Polícia

Presos 6 por extrair madeira de horto

Rose Araujo
| Tempo de leitura: 2 min

Dois caminhões, carregados com 46 metros cúbicos de madeira (mais de 20 toneladas) e três tratores foram apreendidos ontem à tarde, no Horto Florestal de Aimorés, retirando sem licença madeira da área de reserva florestal.
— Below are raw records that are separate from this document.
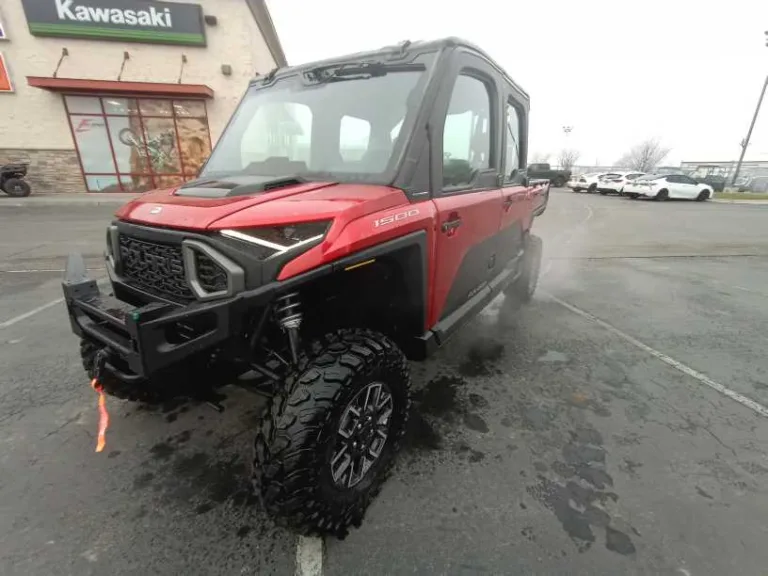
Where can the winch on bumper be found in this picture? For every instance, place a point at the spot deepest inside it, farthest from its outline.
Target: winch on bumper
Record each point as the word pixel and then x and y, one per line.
pixel 169 304
pixel 145 339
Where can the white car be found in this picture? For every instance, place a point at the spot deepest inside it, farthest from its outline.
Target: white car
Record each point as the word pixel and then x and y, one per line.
pixel 586 182
pixel 614 182
pixel 665 186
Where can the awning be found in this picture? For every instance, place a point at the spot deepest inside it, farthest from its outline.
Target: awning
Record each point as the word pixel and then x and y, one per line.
pixel 82 86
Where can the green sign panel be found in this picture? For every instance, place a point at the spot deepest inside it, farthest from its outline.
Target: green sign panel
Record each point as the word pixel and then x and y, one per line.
pixel 131 21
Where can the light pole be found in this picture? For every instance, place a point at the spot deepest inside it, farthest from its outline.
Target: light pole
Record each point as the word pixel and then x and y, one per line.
pixel 745 142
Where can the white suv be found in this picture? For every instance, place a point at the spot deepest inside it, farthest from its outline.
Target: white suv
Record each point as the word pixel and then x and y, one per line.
pixel 586 182
pixel 614 182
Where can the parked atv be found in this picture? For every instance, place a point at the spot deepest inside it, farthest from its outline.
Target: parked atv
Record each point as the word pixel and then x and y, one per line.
pixel 12 180
pixel 321 259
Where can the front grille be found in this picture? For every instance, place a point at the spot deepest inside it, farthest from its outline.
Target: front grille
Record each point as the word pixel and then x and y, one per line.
pixel 212 277
pixel 155 268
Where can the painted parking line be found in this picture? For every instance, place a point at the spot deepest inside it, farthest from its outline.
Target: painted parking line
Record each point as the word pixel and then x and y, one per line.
pixel 309 556
pixel 676 364
pixel 32 312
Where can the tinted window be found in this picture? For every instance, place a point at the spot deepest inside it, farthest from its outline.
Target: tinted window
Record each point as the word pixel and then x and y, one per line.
pixel 353 129
pixel 354 135
pixel 467 132
pixel 512 156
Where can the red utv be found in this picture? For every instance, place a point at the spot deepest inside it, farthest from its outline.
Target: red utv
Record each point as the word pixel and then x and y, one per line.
pixel 355 212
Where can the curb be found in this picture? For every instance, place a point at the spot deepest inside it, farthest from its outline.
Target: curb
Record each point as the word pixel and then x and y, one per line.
pixel 68 200
pixel 742 202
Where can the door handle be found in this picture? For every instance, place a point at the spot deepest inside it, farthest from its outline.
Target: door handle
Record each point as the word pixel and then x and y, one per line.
pixel 450 226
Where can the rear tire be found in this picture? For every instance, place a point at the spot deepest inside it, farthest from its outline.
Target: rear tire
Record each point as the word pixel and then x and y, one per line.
pixel 296 449
pixel 17 187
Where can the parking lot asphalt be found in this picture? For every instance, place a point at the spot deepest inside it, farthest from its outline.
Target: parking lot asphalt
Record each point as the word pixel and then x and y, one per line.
pixel 612 426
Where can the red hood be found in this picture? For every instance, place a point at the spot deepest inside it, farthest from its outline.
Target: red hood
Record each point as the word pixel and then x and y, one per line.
pixel 297 203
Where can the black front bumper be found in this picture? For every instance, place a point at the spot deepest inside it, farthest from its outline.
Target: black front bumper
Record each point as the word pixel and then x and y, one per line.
pixel 143 340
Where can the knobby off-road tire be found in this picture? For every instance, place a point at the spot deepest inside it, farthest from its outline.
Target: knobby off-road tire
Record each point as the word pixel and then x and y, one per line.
pixel 299 434
pixel 521 290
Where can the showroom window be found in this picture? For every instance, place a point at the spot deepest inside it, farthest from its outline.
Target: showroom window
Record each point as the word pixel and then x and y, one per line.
pixel 137 144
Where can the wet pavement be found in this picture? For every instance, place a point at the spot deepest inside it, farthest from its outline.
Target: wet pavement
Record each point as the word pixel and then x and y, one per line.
pixel 544 441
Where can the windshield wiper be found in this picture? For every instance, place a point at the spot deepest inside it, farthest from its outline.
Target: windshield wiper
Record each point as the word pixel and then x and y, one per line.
pixel 357 71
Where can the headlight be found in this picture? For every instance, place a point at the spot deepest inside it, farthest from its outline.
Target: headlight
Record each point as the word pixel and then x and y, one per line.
pixel 279 239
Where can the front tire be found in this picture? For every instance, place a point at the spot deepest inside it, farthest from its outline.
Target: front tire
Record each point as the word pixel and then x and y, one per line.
pixel 17 187
pixel 310 426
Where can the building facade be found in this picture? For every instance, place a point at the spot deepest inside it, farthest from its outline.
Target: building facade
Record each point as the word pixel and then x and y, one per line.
pixel 124 95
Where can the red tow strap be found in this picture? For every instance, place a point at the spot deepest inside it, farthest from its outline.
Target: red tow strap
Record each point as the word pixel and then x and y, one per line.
pixel 103 415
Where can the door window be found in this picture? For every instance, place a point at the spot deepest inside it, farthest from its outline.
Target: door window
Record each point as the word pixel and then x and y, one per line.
pixel 467 136
pixel 512 135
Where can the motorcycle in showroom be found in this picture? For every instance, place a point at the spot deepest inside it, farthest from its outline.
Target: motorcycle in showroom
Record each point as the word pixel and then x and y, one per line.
pixel 12 180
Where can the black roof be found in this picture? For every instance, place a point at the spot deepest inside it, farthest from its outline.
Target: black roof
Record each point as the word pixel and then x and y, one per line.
pixel 405 47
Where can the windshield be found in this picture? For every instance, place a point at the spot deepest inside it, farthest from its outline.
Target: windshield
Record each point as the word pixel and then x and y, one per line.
pixel 340 123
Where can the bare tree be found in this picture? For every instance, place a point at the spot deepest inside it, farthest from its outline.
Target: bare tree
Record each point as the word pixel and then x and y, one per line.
pixel 567 158
pixel 644 157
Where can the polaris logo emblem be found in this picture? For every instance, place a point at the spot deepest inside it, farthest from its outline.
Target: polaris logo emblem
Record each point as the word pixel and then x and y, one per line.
pixel 395 217
pixel 67 10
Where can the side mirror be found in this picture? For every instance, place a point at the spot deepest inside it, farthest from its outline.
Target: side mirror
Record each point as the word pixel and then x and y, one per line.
pixel 519 176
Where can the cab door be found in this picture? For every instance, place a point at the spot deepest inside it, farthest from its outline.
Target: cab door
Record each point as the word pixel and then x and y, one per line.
pixel 518 194
pixel 465 189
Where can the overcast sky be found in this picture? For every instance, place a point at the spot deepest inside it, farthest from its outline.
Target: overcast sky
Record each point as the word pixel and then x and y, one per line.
pixel 618 72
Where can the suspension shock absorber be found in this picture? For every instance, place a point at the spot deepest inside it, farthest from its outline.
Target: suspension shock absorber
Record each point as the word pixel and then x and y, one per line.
pixel 288 314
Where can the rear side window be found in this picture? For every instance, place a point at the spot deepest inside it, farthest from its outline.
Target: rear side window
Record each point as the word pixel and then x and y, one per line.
pixel 467 132
pixel 512 135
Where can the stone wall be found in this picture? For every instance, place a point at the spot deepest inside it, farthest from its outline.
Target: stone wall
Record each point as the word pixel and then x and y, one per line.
pixel 50 171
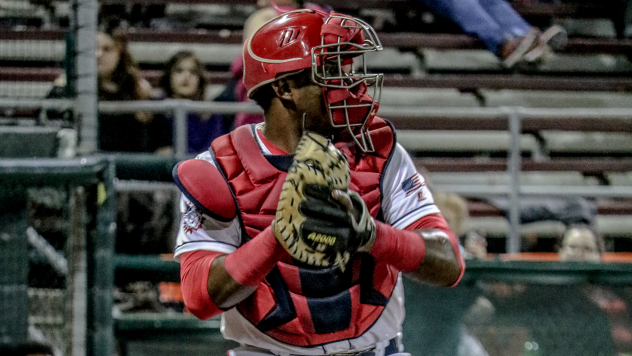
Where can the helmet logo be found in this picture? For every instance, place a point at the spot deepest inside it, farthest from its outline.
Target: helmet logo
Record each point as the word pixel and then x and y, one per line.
pixel 289 36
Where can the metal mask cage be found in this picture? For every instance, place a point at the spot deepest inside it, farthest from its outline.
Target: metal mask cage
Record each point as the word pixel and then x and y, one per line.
pixel 328 61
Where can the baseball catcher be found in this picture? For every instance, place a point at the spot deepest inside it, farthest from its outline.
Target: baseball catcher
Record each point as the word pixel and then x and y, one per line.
pixel 298 230
pixel 314 219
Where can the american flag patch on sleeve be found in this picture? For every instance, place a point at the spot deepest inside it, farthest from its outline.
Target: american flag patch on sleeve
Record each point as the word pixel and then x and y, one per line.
pixel 412 183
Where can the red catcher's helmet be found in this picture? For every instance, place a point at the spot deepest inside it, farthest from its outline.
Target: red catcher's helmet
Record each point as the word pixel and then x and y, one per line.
pixel 332 46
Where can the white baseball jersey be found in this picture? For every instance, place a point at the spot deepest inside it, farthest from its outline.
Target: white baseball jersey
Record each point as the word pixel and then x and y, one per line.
pixel 406 199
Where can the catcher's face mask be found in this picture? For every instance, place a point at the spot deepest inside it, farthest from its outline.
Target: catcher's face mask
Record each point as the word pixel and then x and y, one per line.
pixel 333 47
pixel 339 67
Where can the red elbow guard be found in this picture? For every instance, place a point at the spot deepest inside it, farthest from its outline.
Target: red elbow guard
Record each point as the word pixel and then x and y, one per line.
pixel 252 261
pixel 400 248
pixel 193 276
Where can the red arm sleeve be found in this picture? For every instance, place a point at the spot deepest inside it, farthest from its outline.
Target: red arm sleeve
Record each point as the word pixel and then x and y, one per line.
pixel 406 249
pixel 194 268
pixel 436 221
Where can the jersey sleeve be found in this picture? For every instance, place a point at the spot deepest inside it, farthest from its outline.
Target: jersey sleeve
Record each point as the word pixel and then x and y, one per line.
pixel 406 198
pixel 199 231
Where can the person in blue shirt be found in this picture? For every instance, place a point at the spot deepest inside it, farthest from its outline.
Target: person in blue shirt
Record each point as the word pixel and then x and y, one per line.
pixel 185 77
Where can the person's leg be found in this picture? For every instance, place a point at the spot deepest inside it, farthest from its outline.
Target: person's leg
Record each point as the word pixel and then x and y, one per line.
pixel 473 20
pixel 554 38
pixel 506 17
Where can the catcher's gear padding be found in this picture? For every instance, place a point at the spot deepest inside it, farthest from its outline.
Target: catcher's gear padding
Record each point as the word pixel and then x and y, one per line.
pixel 206 188
pixel 312 226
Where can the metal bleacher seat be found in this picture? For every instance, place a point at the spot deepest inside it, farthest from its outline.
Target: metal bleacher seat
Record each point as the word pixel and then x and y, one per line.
pixel 28 142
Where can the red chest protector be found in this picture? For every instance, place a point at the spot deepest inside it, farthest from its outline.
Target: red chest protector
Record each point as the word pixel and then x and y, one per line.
pixel 297 305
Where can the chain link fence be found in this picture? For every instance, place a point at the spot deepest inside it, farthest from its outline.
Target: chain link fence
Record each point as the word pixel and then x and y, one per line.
pixel 56 247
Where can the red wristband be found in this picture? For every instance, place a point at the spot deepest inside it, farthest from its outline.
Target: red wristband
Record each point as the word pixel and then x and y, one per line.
pixel 400 248
pixel 252 261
Cerca de seis trabalhadores que estavam no local foram encaminhados para a Delegacia de Pederneiras, onde foi lavrada a ocorrência.

De acordo com o sargento Vieira, comandante da Polícia Ambiental de Bauru, é raro acontecer apreensões dessa proporção na região. “Essa área é muito bem vigiada e dificilmente flagramos um crime dessa dimensão”, salienta.

Os policiais encontraram os trabalhadores recolhendo as madeiras já cortadas em toras por volta das 16 horas de ontem, durante uma diligência de rotina no horto. O sargento destaca que havia mais três tratores fazendo o trabalho de derrubada das árvores. Basicamente, a madeira escolhida para a retirada foi o eucalipto, mas havia toras de árvores nativas.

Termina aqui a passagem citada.